Some last thing i've tested (all with O_DIRECT, cache=none and io=native and detect_zeroes=on): Host: 2CPU (assigned to 0-1) bs - count - io-threads 512K - 2048 - 2 1M - 1024 - 2 2M - 512 - 4 4M - 256 - 6 8M - 128 - 10 16M - 64 - 18 32M - 32 - uncountable
(In reply to Florian Strankowski from comment #11) > Thanks for making this clear. I've now bumped up one of my Jessie-hosts to > Stretch to keep digging deeper: > > Jessie provides Libvirt 1.2.6 which does not yet have detect_zeros > implemented. So i went to Stretch which comes with Libvirt 3.0.0 and support > for zero-detection. > > I have to make a 'little' excuse here. QEMU-Upstream comes with exactly the > same bug.
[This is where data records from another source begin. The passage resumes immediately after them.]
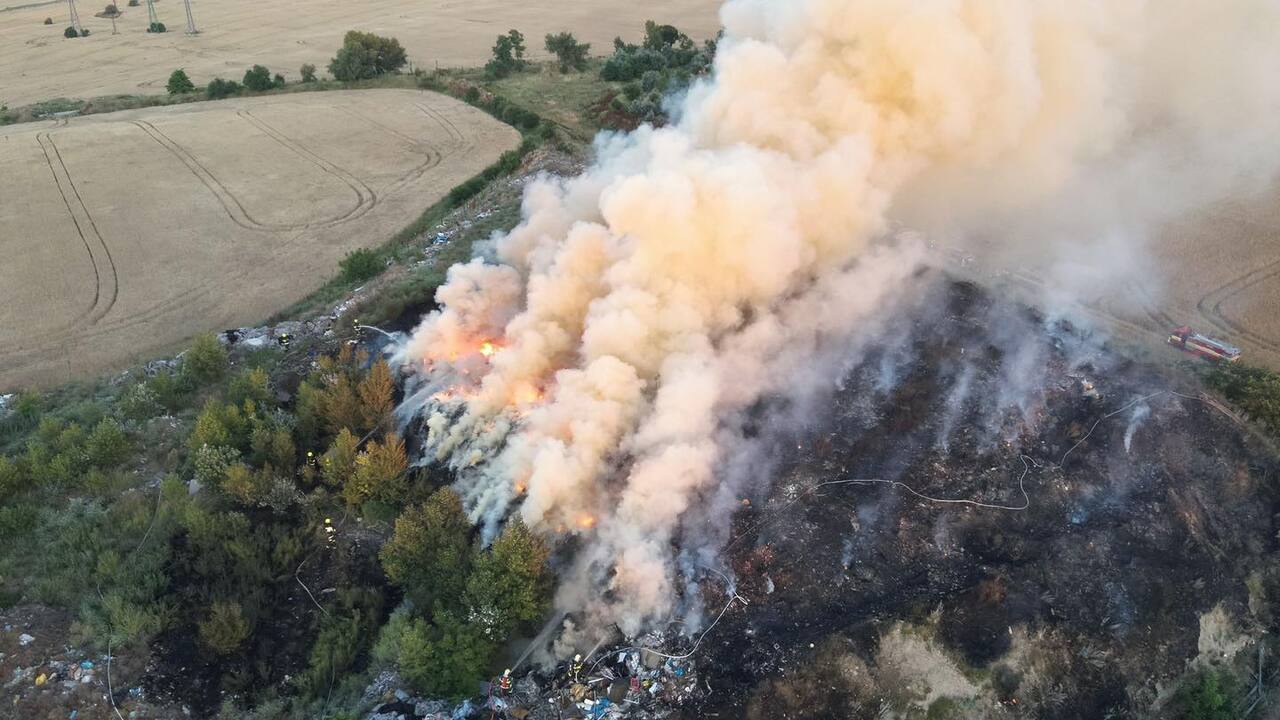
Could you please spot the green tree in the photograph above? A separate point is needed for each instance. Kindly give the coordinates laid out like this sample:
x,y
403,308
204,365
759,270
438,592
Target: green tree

Do you guys want me to report it to them? > > Attached: Screenshot. yes, please report the bug upstream
Reference for further processing: https://bugs.launchpad.net/qemu/+bug/1687653
since qemu closed the bug as invalid, and i can (after further tests) confirm that there are a maximum of 64 threads being started (which do only io requests waiting to finish) i would like to also close the bug here, or do you have further comments?